Он вопил: «На Восток! На Востоке находятся народы потенциально богатые… Они представляют чудесное поле экономической и интеллектуальной экспансии. Они дадут нам то, чего у нас нет…»

Так пути неудачных петлюровских атаманов сходились с дорогой ефрейтора, заварившего дьявольское варево второй мировой войны.

А пока наследник Петлюры и Коновальца — Степан Бандера — осваивал в окрестностях Берлина сложное ремесло диверсанта, шпиона и провокатора в школах, подшефных полковнику Николаи и фрау Доктор, фашиствующие типы «изучали» историю Украины.

Словно об этом выродке украинского народа пророчески писал сто лет назад Тарас Шевченко: …Що ж ти такеэ?

Нехай скаже

Нiмець. Ми не знаэм. — Отак–то ви навчаэтесь

У чужому краю!

Нiмець скаже: — Ви моголи.

— Моголи! моголи!

Золотого Тамерлана

Онучата голи. — Нiмець скаже: — Ви славяни.

— Славяни! славяни!

Славних прадiдiв великих

Правнуки поганi!

На плечах немецкого фашизма, в обозе немецкой империалистической армии ворвалось на плодородные земли Украины это жадное воронье. Захватить, грабить, жрать, богатеть. Они поклялись верой и правдой действовать только так: …Як нiмець покаже Та до того iсторiю Нашу нам розкаже. Отодi ми заходимось! Добре заходились По нiмецкому показу I заговорили Так, що нiмець не второпа, Учитель великий, А не те, щоб простi люди. А гвалту! а крику!

Но их предел — щуцполицайский черный мундир. Убийство евреев, поляков, угон в Германию миллионов украинских юношей и девчат, пытки комсомольцев и коммунистов в Киеве, Полтаве, Ровно, Львове, расстрелы военнопленных в лагерях — вот их дело. Виселицы и провокация — вот «слава» Степана Бандеры, верного лакея Гиммлера.

А когда глубокая народная ненависть к оккупанту созрела, дала свои плоды, тогда простые люди Западной Украины забыли старую философию «моя хата з краю» и взялись за оружие. Поруганная справедливость привела народ к советским партизанам. Из этого родника не раз уж рождался народный гнев.

Он вызвал к жизни и всенародное партизанское движение.

«Есть на свете народы, миллионы людей, которые хотят жить, сеять, любить, творить, но пока существует фашизм — уродливое, зловещее создание ненависти и зла, пока оно живо — не видать народу добра», — думалось ясно и уверенно.

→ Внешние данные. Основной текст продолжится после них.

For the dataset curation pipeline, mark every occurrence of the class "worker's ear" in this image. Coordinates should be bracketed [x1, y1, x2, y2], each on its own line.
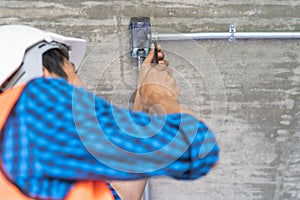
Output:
[43, 67, 57, 77]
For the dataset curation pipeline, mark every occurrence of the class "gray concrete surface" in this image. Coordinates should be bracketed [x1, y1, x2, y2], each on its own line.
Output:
[0, 0, 300, 200]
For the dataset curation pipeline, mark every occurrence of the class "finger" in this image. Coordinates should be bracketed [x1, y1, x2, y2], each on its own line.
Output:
[158, 60, 169, 66]
[142, 44, 154, 65]
[157, 51, 165, 60]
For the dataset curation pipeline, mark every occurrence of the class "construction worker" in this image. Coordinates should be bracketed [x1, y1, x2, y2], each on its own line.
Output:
[0, 25, 219, 200]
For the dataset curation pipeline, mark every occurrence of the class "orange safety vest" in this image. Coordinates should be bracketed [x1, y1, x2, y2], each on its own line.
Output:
[0, 85, 114, 200]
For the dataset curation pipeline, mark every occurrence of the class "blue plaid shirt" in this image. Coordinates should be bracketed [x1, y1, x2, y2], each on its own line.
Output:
[1, 78, 219, 199]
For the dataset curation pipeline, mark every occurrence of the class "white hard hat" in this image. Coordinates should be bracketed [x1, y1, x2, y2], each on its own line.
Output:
[0, 25, 86, 90]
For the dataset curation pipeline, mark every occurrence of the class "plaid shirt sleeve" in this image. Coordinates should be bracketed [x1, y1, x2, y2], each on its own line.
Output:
[1, 78, 219, 199]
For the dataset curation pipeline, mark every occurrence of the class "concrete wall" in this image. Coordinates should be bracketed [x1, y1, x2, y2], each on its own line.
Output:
[0, 0, 300, 200]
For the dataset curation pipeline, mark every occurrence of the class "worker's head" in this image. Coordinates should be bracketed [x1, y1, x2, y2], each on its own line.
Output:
[43, 49, 69, 79]
[0, 25, 86, 91]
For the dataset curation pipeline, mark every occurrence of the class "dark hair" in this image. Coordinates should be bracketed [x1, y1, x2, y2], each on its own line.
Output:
[43, 49, 69, 79]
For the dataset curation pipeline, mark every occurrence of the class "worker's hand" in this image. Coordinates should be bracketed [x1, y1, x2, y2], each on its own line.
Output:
[134, 47, 181, 114]
[63, 60, 85, 87]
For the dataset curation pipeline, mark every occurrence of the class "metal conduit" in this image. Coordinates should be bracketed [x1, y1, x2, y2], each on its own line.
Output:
[154, 32, 300, 40]
[143, 25, 300, 200]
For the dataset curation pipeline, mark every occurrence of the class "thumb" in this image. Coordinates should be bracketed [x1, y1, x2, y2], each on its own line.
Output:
[143, 44, 154, 65]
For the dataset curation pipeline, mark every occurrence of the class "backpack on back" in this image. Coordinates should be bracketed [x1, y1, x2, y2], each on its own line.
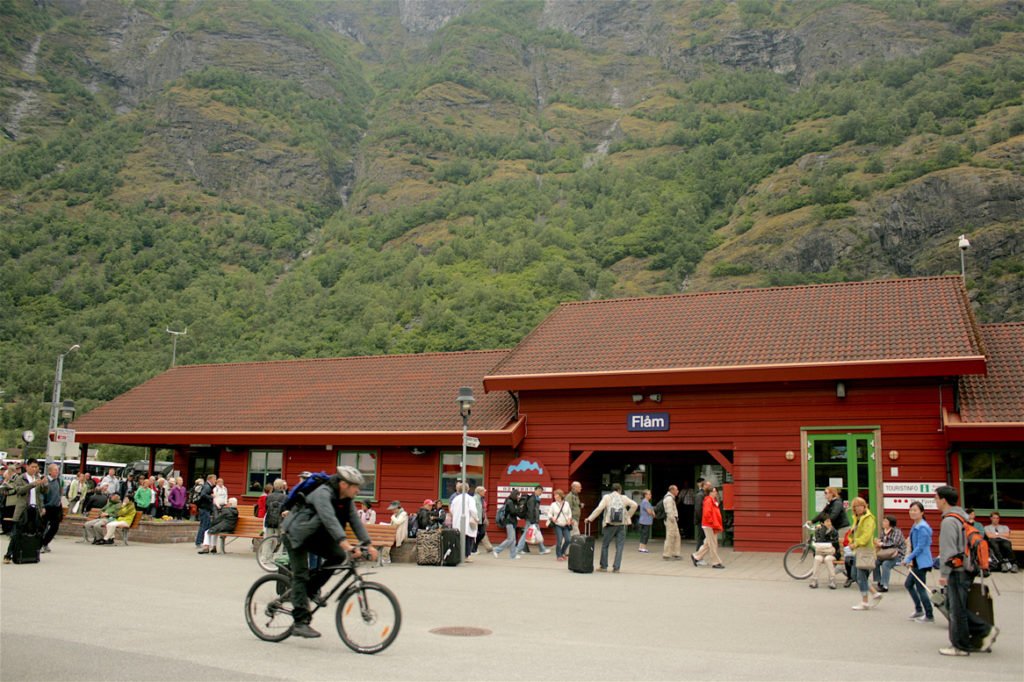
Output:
[654, 498, 669, 521]
[608, 493, 626, 523]
[285, 471, 331, 509]
[946, 514, 988, 573]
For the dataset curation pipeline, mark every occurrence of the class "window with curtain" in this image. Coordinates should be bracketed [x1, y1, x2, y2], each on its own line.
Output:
[245, 450, 285, 496]
[338, 452, 377, 500]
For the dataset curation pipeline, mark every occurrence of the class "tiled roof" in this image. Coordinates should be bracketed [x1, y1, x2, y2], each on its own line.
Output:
[961, 323, 1024, 424]
[72, 350, 515, 442]
[484, 276, 984, 390]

Я встаю с межи и иду к селу. «Вот оно как! Это уродливое чудовище фашизма сушит плодородные поля! Это оно осиротило таких, как Зося, оно загубило Рузю и задушило ее детей. Это на кровавых руках подручных Гиммлера, всех этих бандер, кубийовичей, донцовых, малюнюков, кровь детей и женщин!»

Как через кладбище темной ночью, брел я поперек несжатой полосы жита.

Сухие стебли уже не поднимаются за моей спиной, бессильно опустив покрытые мертвой сединой пустые колосья. Они навеки поникли головами к сухой земле. Кончается и мертвая рожь и расстрелянная пшеница.

Широкие ланы ячменя, зеленого и остистого, пересекали мой путь. Я медленно шел, вдыхая запахи живого поля, поглаживая соболиную шерсть ячменей.

Тихий смех долетел с выгона. Это опять Зося… А кто же рядом? Васыль из–под Горыни. Она надевает ему на голову венок из синих васильков. Парень краснеет, увидев меня, и неловко улыбается…

Я иду мимо них в село и думаю, что скоро вернется разведка, что нам все же придется с боем прорываться через границу, что во Львове «профессор» Кубийович формирует дивизию СС «Галичина», что вся их провокация лыком шита, что все равно на этих землях будут цвести и зреть хлеба, что придет час, и закачаются на виселице и Бандера и Кубийович, и что нежные польские девчата все равно будут влюбляться в чернобровых украинцев, и что Зосина судьба будет совсем иной, чем судьба Рузи, убитой рукою отца ее детей.